Scientists have been exploring what makes foods crispy or crunchy for decades—now it’s your turn!

  • No safety considerations
  • Beginner
  • 20 minutes

Prepare Ingredients

3 wide, thin, and crispy or crunchy snack foods, such as:

Potato chips
Kettle chips
Pringles potato crisps
Tortilla chips
Doritos chips
Water crackers

Gather Equipment

Sheet of paper
Digital kitchen scale
small paper or plastic cups, about 3 ounces each, both the same size
Pen with rounded cap or pencil with rounded eraser

Part 1: Listen


Make a prediction: Crispy and crunchy are two words that are often used interchangeably to describe food texture, but they actually mean different things.
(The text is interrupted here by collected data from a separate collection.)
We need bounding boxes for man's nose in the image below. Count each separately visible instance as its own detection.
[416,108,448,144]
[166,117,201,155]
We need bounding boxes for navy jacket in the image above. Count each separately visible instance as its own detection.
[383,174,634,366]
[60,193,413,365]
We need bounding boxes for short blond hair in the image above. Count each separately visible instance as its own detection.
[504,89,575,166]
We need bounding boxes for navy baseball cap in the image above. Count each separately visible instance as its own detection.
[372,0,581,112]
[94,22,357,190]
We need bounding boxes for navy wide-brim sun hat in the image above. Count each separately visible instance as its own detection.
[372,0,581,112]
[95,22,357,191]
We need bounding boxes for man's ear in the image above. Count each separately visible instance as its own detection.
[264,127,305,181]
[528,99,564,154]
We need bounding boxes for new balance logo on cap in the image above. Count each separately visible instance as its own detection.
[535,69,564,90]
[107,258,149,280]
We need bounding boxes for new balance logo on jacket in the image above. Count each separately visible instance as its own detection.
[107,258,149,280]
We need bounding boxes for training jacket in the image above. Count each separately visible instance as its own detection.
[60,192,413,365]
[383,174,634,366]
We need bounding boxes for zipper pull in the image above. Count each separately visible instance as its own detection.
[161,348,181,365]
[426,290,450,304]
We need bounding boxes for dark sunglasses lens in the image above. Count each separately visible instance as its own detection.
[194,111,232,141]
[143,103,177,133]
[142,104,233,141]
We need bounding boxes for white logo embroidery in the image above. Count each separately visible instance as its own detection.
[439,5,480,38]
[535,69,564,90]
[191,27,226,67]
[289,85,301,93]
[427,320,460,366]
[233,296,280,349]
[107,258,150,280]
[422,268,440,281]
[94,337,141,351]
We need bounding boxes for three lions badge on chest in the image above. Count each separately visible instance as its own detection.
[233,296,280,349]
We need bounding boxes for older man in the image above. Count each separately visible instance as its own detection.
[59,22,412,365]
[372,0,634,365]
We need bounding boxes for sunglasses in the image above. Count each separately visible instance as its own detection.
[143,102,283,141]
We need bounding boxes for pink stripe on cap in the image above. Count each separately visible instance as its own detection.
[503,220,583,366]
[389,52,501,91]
Which of your snack foods do you think are crispy? Which do you think are crunchy? Why do you think so?


Use sheet of paper and pencil to create a recording sheet for your results. Draw line down center of paper to create 2 columns. Label 1 column “Crispy” and second column “Crunchy.”

wide, thin, and crispy or crunchy snack foods

Observe your results: Find a quiet space. Eat 1 or 2 of each chip or cracker. As you chew, pay attention to what it sounds like: Does it sound crispy (higher pitched) or crunchy (lower pitched)? Based on your observations, write the name of each chip or cracker in the “Crispy” or “Crunchy” column on your sheet of paper.


Part 2: Measure


Before you begin, use a pencil to write the name of each chip or cracker on the back of your sheet of paper.


Set digital kitchen scale to measure ounces. Place 2 small paper or plastic cups upside down on scale. Lay single chip or cracker across cups (like a bridge). Press “tare” or “zero” button on scale. It should now show zero weight.


While an adult or friend watches scale to record reading, use pen cap or pencil eraser to gently press on center of chip or cracker. As slowly as you can, press down harder and harder until chip or cracker breaks. Record reading on scale when chip or cracker breaks next to its name on your paper. (If it takes A LOT of force to break a chip or cracker, you might max out how much force your scale can measure—record “max” as your data point for that food.)


Observe your results: Repeat test 3 times with each type of chip or cracker, recording readings on scale next to each chip or cracker’s name.


Look at the data you recorded on your sheet of paper: Which chips or crackers took the most force to break? Which chips or crackers took the least force to break? Did the foods that took the most force to break sound high pitched or low pitched? What other patterns did you notice?